ASAPP tops ASR leaderboard with E‑Branchformer
ASR technology has been beneficial for businesses and their customers for many years. ASR, or Automatic Speech Recognition, is the software that translates human speech into text. With continual advancements in research and AI modeling, accuracy has improved immensely over time. Developing the most accurate ASR possible has become a high priority for many top tech companies because of how much it benefits businesses when it’s done correctly.
ASR’s primary goal is to maintain high recognition accuracy. There are various units of evaluating recognition rates or error rates, such as phonemes, characters, words, or sentences. The most commonly used method to determine the accuracy of ASR is Word Error Rate (WER).
To fairly compare AI speech recognition research studies across the industry, we evaluate WER on public datasets. Librispeech, one of the most widely used datasets, consists of about 1000 hours of English reading speech with transcription and extra text corpus. Researchers worldwide have been competing for years to substantiate their methods’ superiority using the Librispeech dataset and WER.
Recently, the speech community has been trending towards end-to-end (E2E) modeling for ASR. Instead of having separate acoustic and language models, as in conventional ASR methods, E2E modeling has achieved great success in both efficiency and accuracy by simultaneously training a single integrated model.
Although several E2E model structures, such as Transducer and Attention-based Encoder-Decoder (AED) have been explored, most of them share a common encoder, the module that extracts meaningful representative information from the input speech.
Speech scientists, looking to create a more powerful encoder, are actively studying novel training objectives, acoustic feature engineering, data augmentation methods, and self-supervised learning using untranscribed speech.
But these research areas don’t address a fundamental question, “What is the optimal neural network architecture for constructing the encoder?”
To address this question, ASAPP researchers recently developed the E-Branchformer model, a highly accurate neural network. Other similar models include Transformer, Conformer, and Branchformer; however, the E-Branchformer surpasses these models in accuracy. Here’s a quick overview of the different models ASAPP used to develop E-Branchformer.
The Transformer has shown promising performance in several sequence modeling tasks for ASR and NLU (natural language understanding). This potential is due to the strength of multi-headed self-attention, which can effectively extract meaningful information from the input sequence, while considering the global context.
To improve the Transformer, many methods have been introduced and utilized to create synergy by applying convolution, which has advantages in modeling the local context.
In particular, Conformer was introduced and is widely considered as the state-of-the-art accuracy in Librispeech ASR tasks.
By evaluating with an external Language Model (LM) trained using Librispeech text corpus, Conformer achieves 1.9% and 3.9% WER on test-clean and test-others, respectively. Although Conformer demonstrates that stacking convolution sequentially after self-attention is a better method than using them in parallel, other research studies, like Branchformer, have applied these two neural networks in parallel, and found performance to be noticeable.

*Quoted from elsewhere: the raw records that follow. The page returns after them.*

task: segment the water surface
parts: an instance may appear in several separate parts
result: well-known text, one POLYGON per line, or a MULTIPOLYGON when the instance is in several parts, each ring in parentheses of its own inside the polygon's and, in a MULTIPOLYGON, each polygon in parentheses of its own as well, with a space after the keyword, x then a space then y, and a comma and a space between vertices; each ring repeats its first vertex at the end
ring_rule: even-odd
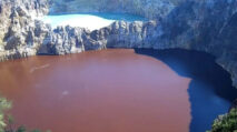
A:
POLYGON ((52 132, 205 132, 237 97, 209 54, 103 50, 0 63, 16 125, 52 132))
POLYGON ((58 26, 71 26, 87 28, 89 30, 98 30, 110 26, 115 21, 145 21, 139 16, 126 13, 77 13, 77 14, 50 14, 41 18, 46 23, 51 24, 55 29, 58 26))
POLYGON ((17 124, 52 132, 188 132, 190 79, 134 50, 0 63, 17 124))

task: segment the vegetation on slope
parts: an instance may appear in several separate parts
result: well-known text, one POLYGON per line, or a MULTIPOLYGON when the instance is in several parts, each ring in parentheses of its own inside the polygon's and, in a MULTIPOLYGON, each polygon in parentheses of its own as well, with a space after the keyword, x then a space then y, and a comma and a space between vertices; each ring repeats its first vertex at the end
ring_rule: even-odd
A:
POLYGON ((237 132, 237 108, 216 119, 209 132, 237 132))
POLYGON ((14 128, 13 116, 6 114, 11 109, 11 102, 7 99, 0 98, 0 132, 41 132, 40 130, 28 131, 23 125, 14 128))

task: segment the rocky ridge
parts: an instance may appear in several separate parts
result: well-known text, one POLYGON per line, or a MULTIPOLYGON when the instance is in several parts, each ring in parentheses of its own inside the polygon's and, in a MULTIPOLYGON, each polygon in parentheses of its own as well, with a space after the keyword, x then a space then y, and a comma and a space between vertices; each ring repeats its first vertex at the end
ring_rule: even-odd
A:
MULTIPOLYGON (((82 0, 71 0, 69 3, 79 1, 82 0)), ((93 3, 92 0, 89 1, 93 3)), ((181 48, 214 54, 217 63, 231 74, 234 85, 237 87, 237 40, 235 37, 237 34, 237 1, 186 0, 177 3, 174 1, 168 0, 165 4, 162 0, 154 0, 156 4, 152 6, 159 4, 154 11, 146 9, 149 6, 145 2, 149 0, 142 2, 144 7, 139 0, 134 2, 138 4, 137 7, 144 8, 146 13, 142 10, 139 13, 136 12, 140 10, 137 7, 132 7, 136 9, 125 7, 124 3, 128 2, 126 0, 119 0, 119 3, 112 2, 113 7, 121 7, 117 8, 116 12, 120 10, 141 14, 152 18, 154 21, 117 21, 91 32, 72 27, 58 27, 52 30, 50 26, 33 19, 33 16, 48 12, 48 1, 0 1, 0 59, 79 53, 105 48, 181 48), (159 10, 160 7, 164 7, 164 10, 159 10)), ((51 2, 51 13, 57 13, 59 10, 53 9, 53 4, 65 3, 63 0, 59 0, 59 3, 53 0, 51 2)), ((91 7, 89 4, 83 11, 103 11, 100 10, 100 6, 97 9, 91 7)), ((66 8, 63 11, 80 11, 68 9, 75 8, 66 8)), ((110 10, 106 9, 106 11, 110 10)))

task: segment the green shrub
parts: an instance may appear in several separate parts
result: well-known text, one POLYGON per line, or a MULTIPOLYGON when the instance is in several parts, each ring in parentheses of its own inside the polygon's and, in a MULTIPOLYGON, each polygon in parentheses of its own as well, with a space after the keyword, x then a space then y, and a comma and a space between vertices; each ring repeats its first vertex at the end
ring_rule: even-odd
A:
POLYGON ((216 119, 210 132, 237 132, 237 109, 216 119))

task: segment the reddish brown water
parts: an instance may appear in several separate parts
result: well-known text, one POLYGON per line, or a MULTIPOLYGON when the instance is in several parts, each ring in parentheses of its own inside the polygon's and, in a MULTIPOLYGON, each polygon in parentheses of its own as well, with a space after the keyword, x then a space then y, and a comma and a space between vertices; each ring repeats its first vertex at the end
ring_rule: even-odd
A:
POLYGON ((190 80, 134 50, 0 63, 17 124, 52 132, 188 132, 190 80))

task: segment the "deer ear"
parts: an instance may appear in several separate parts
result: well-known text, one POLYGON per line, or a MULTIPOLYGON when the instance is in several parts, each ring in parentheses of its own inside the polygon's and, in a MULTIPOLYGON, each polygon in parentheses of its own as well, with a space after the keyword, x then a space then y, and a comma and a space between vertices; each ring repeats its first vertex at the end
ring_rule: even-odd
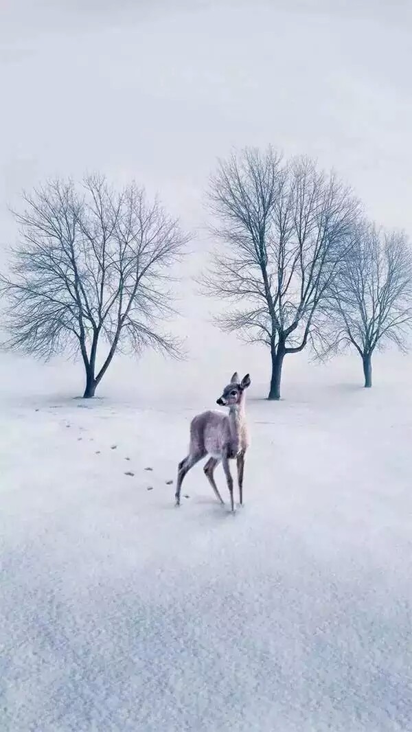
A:
POLYGON ((248 373, 247 373, 246 376, 244 376, 241 380, 241 386, 242 389, 247 389, 247 387, 250 386, 250 376, 249 376, 248 373))

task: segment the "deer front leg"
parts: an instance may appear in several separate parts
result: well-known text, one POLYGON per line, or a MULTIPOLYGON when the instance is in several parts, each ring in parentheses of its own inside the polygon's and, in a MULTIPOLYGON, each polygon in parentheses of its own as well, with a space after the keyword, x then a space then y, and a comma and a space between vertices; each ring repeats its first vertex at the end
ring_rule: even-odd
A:
POLYGON ((210 485, 211 485, 213 490, 214 490, 216 498, 217 498, 218 501, 220 501, 221 504, 222 504, 224 501, 220 493, 219 493, 213 475, 214 468, 216 468, 216 466, 218 464, 218 463, 219 460, 217 460, 216 458, 209 458, 209 459, 208 460, 206 464, 203 468, 203 471, 210 485))
POLYGON ((224 455, 222 458, 222 465, 223 466, 223 470, 225 471, 225 475, 226 476, 226 480, 228 482, 228 488, 229 489, 229 493, 231 495, 231 507, 232 512, 234 511, 235 507, 233 505, 233 479, 231 473, 231 468, 229 467, 229 460, 227 455, 224 455))
POLYGON ((244 470, 244 452, 239 452, 236 458, 238 468, 239 502, 243 506, 243 471, 244 470))
POLYGON ((195 453, 192 455, 190 453, 187 455, 184 460, 181 460, 181 463, 179 463, 177 468, 177 482, 176 484, 176 505, 180 506, 180 491, 181 490, 181 484, 184 479, 184 476, 189 472, 191 468, 193 467, 196 463, 198 463, 200 460, 204 458, 204 453, 195 453))

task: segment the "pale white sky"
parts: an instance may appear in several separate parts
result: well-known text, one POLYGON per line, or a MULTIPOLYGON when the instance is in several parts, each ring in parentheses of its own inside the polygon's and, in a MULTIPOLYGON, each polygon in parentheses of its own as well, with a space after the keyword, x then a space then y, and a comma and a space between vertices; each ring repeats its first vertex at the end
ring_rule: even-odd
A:
POLYGON ((412 233, 411 5, 0 0, 0 246, 23 187, 94 170, 196 228, 216 156, 268 143, 335 167, 372 217, 412 233))

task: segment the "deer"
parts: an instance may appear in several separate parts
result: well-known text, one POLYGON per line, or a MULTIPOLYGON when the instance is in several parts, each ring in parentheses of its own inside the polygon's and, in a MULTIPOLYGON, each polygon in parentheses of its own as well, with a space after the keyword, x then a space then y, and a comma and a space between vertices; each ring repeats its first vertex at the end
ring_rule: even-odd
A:
POLYGON ((244 390, 250 386, 248 373, 240 381, 235 371, 230 384, 225 386, 222 395, 216 400, 220 406, 229 408, 228 414, 221 411, 205 411, 197 414, 190 423, 189 455, 179 463, 176 488, 176 505, 180 506, 180 492, 184 477, 199 460, 209 455, 203 472, 214 491, 218 501, 224 505, 214 481, 216 467, 222 463, 229 495, 231 508, 234 512, 233 480, 229 460, 236 460, 239 504, 243 506, 243 474, 244 455, 249 447, 249 436, 246 423, 244 390))

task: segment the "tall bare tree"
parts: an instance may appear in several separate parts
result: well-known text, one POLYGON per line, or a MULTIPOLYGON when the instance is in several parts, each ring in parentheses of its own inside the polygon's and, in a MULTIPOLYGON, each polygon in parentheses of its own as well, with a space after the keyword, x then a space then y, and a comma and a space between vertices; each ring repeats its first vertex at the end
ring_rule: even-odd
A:
POLYGON ((334 173, 306 158, 284 163, 271 148, 220 161, 208 201, 220 246, 203 285, 231 304, 217 318, 223 329, 270 348, 268 398, 278 400, 284 358, 312 337, 350 250, 358 201, 334 173))
POLYGON ((10 270, 0 275, 8 348, 42 358, 79 353, 85 397, 116 351, 179 354, 161 323, 173 313, 170 268, 187 236, 157 201, 135 184, 116 192, 93 176, 80 190, 48 182, 24 202, 10 270))
POLYGON ((326 312, 322 355, 353 346, 362 359, 364 386, 372 386, 375 349, 392 343, 406 351, 412 326, 412 251, 405 234, 359 222, 326 312))

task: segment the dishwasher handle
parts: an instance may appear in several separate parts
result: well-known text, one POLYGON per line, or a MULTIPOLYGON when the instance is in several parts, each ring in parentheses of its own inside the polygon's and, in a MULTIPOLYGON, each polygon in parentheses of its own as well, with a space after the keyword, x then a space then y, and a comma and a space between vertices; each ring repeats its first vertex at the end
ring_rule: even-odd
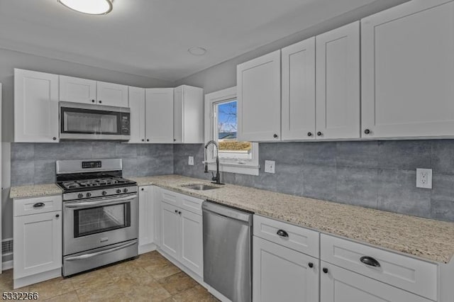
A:
POLYGON ((215 214, 220 215, 228 218, 236 219, 237 220, 244 221, 250 225, 253 222, 253 213, 237 210, 236 208, 230 208, 225 206, 221 206, 210 201, 204 201, 201 204, 203 212, 211 212, 215 214))

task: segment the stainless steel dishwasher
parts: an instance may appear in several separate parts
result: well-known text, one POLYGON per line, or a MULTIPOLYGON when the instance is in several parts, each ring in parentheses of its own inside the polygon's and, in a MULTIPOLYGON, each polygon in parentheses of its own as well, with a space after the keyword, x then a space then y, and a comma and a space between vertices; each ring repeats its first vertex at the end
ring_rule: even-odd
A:
POLYGON ((253 213, 204 201, 204 281, 234 302, 252 301, 253 213))

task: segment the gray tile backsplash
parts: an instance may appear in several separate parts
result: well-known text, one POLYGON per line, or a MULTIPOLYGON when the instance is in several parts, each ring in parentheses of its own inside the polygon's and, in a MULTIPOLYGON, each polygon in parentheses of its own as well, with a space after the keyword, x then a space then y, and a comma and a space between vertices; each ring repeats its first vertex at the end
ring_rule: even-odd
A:
MULTIPOLYGON (((395 213, 454 221, 454 140, 260 143, 276 174, 223 173, 222 181, 395 213), (416 169, 433 169, 433 189, 416 169)), ((209 179, 202 145, 174 145, 174 172, 209 179), (187 164, 194 156, 194 166, 187 164)), ((19 155, 18 156, 26 156, 19 155)))
POLYGON ((11 143, 11 186, 55 181, 55 161, 121 158, 123 176, 173 173, 172 145, 68 141, 57 144, 11 143))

Branchformer was introduced with three main components:
- Local-context branch using MLP with convolutional gating (cgMLP)
- Global-context branch using multi-headed self-attention
- Merging the module with a linear projection layer
Each branch is computed in parallel before results are merged. Through intensive experiments, Branchformer showed comparable performance with Conformer. Other experiments stacked different combinations by mixing Branchformer and Conformer, but didn’t achieve better results.

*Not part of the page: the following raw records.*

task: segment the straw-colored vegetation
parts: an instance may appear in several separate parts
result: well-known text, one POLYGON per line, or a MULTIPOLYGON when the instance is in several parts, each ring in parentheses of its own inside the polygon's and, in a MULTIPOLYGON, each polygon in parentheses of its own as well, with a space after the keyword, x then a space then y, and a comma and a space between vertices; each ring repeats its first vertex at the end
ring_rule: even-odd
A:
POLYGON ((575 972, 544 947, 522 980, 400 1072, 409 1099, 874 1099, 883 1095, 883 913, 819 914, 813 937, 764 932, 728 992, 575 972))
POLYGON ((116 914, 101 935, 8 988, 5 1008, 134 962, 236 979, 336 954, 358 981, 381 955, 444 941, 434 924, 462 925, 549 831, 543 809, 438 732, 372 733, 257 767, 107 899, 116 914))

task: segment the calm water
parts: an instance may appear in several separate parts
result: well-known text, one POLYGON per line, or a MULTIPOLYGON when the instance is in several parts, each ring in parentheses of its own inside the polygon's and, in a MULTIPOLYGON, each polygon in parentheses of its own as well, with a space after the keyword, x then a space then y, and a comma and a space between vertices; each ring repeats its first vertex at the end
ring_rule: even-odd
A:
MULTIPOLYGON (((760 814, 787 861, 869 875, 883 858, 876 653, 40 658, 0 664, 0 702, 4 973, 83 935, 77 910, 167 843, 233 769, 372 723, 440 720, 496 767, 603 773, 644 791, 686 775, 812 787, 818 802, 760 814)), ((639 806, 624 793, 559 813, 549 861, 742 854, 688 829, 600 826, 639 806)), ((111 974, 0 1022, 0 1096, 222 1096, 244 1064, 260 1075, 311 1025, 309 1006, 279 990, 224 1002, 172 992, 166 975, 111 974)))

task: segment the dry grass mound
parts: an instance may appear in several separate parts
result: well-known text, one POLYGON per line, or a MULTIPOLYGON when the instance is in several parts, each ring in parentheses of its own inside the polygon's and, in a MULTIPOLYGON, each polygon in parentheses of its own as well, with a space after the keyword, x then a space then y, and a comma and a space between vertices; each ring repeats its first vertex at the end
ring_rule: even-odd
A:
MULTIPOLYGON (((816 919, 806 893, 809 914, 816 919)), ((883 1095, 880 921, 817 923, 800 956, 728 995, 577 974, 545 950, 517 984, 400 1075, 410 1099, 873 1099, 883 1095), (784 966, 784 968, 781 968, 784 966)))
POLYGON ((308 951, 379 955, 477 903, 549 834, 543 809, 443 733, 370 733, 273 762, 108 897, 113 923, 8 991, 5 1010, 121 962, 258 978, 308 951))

Inspired by the Branchformer studies, ASAPP researched how convolution and self-attention can be combined more effectively and efficiently.

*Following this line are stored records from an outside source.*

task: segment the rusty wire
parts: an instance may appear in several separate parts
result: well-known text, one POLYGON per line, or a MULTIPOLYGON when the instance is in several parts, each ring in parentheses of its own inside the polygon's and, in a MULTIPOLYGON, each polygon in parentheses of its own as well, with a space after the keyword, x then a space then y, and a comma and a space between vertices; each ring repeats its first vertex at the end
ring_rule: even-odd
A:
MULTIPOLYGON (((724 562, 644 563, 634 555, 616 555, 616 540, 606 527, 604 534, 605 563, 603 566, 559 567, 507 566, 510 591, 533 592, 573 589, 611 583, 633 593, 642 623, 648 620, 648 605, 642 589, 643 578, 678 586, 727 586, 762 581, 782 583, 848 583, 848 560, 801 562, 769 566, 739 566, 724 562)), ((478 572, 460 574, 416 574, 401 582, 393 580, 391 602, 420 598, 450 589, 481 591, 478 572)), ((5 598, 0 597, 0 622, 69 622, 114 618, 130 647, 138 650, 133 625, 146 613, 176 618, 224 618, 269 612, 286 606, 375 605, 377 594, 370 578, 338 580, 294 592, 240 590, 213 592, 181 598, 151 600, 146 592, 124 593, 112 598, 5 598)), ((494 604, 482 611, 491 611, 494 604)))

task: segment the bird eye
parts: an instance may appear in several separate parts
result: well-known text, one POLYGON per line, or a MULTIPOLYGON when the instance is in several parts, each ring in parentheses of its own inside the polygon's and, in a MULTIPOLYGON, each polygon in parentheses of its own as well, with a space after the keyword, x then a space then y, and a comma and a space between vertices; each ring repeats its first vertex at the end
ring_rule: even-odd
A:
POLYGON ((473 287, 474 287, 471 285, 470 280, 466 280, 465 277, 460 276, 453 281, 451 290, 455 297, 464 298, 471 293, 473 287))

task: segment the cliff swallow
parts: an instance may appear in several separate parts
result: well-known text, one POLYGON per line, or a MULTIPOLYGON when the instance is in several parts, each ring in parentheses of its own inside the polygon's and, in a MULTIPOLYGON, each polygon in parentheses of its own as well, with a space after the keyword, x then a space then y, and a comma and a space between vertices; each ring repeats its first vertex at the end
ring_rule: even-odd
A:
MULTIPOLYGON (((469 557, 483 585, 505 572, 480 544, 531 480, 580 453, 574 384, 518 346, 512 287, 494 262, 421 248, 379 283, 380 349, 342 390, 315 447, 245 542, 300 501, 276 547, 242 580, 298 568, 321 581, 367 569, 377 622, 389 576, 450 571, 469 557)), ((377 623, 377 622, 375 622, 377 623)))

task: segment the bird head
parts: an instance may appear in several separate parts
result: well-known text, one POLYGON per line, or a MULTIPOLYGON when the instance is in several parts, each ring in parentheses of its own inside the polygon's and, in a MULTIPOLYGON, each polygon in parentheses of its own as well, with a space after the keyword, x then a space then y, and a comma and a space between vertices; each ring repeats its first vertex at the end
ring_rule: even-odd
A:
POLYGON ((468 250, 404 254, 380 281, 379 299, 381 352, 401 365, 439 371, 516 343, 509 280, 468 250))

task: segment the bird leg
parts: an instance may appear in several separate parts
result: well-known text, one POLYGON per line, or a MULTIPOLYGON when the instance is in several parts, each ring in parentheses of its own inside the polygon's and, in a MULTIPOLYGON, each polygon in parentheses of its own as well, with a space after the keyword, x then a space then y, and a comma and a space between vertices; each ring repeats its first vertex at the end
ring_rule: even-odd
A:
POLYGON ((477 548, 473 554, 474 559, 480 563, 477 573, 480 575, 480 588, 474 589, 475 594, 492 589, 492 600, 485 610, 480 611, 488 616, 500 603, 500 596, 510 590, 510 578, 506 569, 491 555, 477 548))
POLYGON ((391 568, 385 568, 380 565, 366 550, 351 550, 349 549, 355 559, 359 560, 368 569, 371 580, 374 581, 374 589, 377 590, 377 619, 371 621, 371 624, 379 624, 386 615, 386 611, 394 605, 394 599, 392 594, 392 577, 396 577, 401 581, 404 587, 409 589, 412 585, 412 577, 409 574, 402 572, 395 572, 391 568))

This resulted in the highest performing model, E-Branchformer, setting the new state-of-the-art WER at 1.81% and 3.65% on Librispeech test-clean and test-other with an external LM.
To develop E-Branchformer, we made two primary contributions to Branchformer that significantly improved performance.
- We enhanced the merging module, which combines the output of the global and local branches, by introducing additional convolutions. This change has the effect of combining self-attention with convolution sequentially and in parallel. Through extensive experiments on several types of merge modules, we proved that adding a single depth-wise convolution can significantly improve accuracy with negligible computational increase.
- We revisited the point-wise Feed-Forward Network (FFN). Transformer and its variants commonly stack FFN with self-attention in an interleaving pattern. We experimentally demonstrated that even in Branchformer, stacking FFN together is more effective in improving the model’s capacity. For example, we found that a stack of 17 Branchformers and 17 FFNs in an interleaving pattern has a similar model size to the 25 Branchformers, but is much more advantageous in accuracy.
ASAPP has topped the leaderboard of WER in Librispeech ASR tasks by using the newly proposed E-Branchformer. We are confident that this new model structure can be applied to other tasks and achieve impressive results.
We’re sharing our findings with the community so that everyone can benefit from them. You’ll be able to find all of the detailed methods and experimental results in our upcoming paper, which has been accepted and will be presented at SLT 2022. We’ll also release more information about how we implemented E-Branchformer. Our models’ recipes will be available through ESPnet, so anyone who wants to can reproduce our results. If you’d like to talk about E-Branchformer in person, please reach out to us during the SLT 2022 conference.